Bell has gleaned as much as he can from eight-year veteran Geoff Hangartner. Bell mentioned the guard, whom he plays beside, by name as a player who’s helped him the most.
But Hangartner humbly said he’s not teaching Bell; he’s just communicating with him like any other lineman.
“He hasn’t played a whole lot,” Hangartner said. “He’s done a great job when he has played, but he doesn’t have a ton of experience. So it’s more I’m trying to pass along some experience to him.”

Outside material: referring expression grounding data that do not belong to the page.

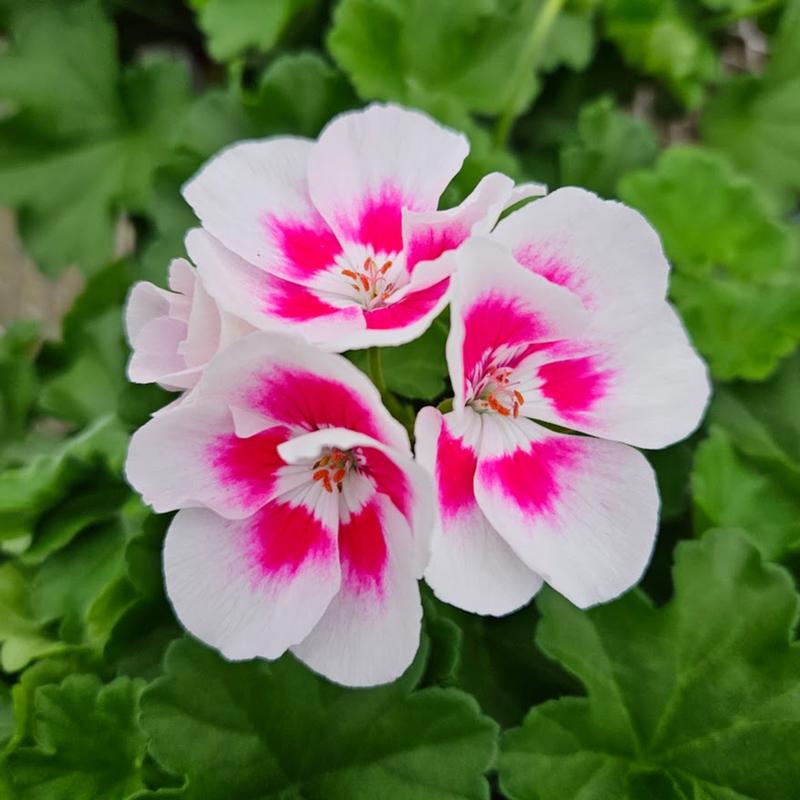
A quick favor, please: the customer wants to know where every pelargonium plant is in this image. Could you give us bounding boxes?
[125,103,710,687]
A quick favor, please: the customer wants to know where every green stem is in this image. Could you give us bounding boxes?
[367,347,387,395]
[367,347,415,435]
[494,0,566,147]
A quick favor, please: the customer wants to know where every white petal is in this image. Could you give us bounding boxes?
[183,137,344,284]
[279,426,434,575]
[415,406,543,616]
[125,399,289,518]
[492,188,710,448]
[190,331,411,454]
[308,103,469,257]
[474,414,659,608]
[447,236,588,411]
[291,494,422,687]
[164,496,340,661]
[187,228,365,352]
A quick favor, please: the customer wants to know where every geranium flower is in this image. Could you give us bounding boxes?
[416,191,710,615]
[126,257,252,390]
[181,103,543,351]
[126,332,434,686]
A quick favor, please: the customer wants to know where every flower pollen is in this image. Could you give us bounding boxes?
[342,256,397,310]
[471,365,524,418]
[312,447,355,493]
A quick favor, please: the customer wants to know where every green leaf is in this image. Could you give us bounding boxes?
[692,351,800,561]
[0,0,193,275]
[6,675,147,800]
[702,0,800,210]
[429,598,579,728]
[708,350,800,476]
[602,0,718,107]
[140,637,498,799]
[245,52,357,138]
[559,96,659,197]
[328,0,594,119]
[29,522,134,645]
[0,564,64,673]
[3,651,104,756]
[0,321,40,444]
[499,529,800,800]
[619,147,800,380]
[692,427,800,561]
[190,0,315,62]
[38,260,134,426]
[0,416,127,543]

That experience comes in handy for Bell when Hangartner, Ryan Kalil and Jordan Gross take a seat with the rest of the offensive starters in the preseason. In the first two preseason games, Bell and Silatolu have been left on the field to anchor the second-string defense, and the numbers suggest they’ve done well.
In the first half against the Houston Texans, the offensive line gave up three sacks. Against the Miami Dolphins last week, the line gave up zero in the first half.
A big transition
Hailing from Midwestern State, Silatolu had never played the guard position before the Panthers picked him with the 40th overall selection in April’s draft.
He admits switching from left tackle — where he was a two-time All-Lone Star Conference pick in college — to guard was harder than he anticipated. He expected the transition would be smoother, but compounding the move with taking his game to the NFL level has proved more difficult.
“It takes time to put your hand on the ground and learn how to pass block and run block from the stance,” he said. “And picking up the plays as well. … The playbook is huge.
“I had to start from the bottom. When I first came in, there were a bunch of free agents that I was feeding off of because I had never played the position. I had to learn. It was real tough in the beginning.”
Silatolu replaced veteran Travelle Wharton, whom the Panthers released in March in a cost-cutting move. Wharton was part of a line that helped the offense rank first in rushing yards per attempt and 10th in third-down efficiency.
But Matsko has confidence in the rookie, saying he’s growing every day. And Silatolu’s fellow linemen back him as well.
“He was a blank slate when he came in and didn’t really have a great understanding of football and how to play offensive line technically or schematically — twist games and blitzes,” Gross said. “I mean, he played at a small level his whole life. So he’s had a huge jump. He’s doing great. In the meeting room, he’s handling all the stuff that Coach Matsko’s throwing at him. He’s putting the pressure on him, and he’s handling being a rookie pretty well.”
Bell said he, Silatolu and the rest of the offensive line will have to, “lock in,” the meeting room as they prepare for the New York Jets and Rex Ryan’s defense. Coach Ron Rivera hopes to have his starters on the field into the third quarter for as many as 45 plays on Sunday night.
It will be the biggest challenge of the preseason for the young linemen, and Bell and Silatolu said they’re ready for it.
“This will be a real good test for both of those guys,” Rivera said. “This is a multi-front defense so they’re going to get a lot of different guys coming at them. So it’ll be interesting to see how they handle that.”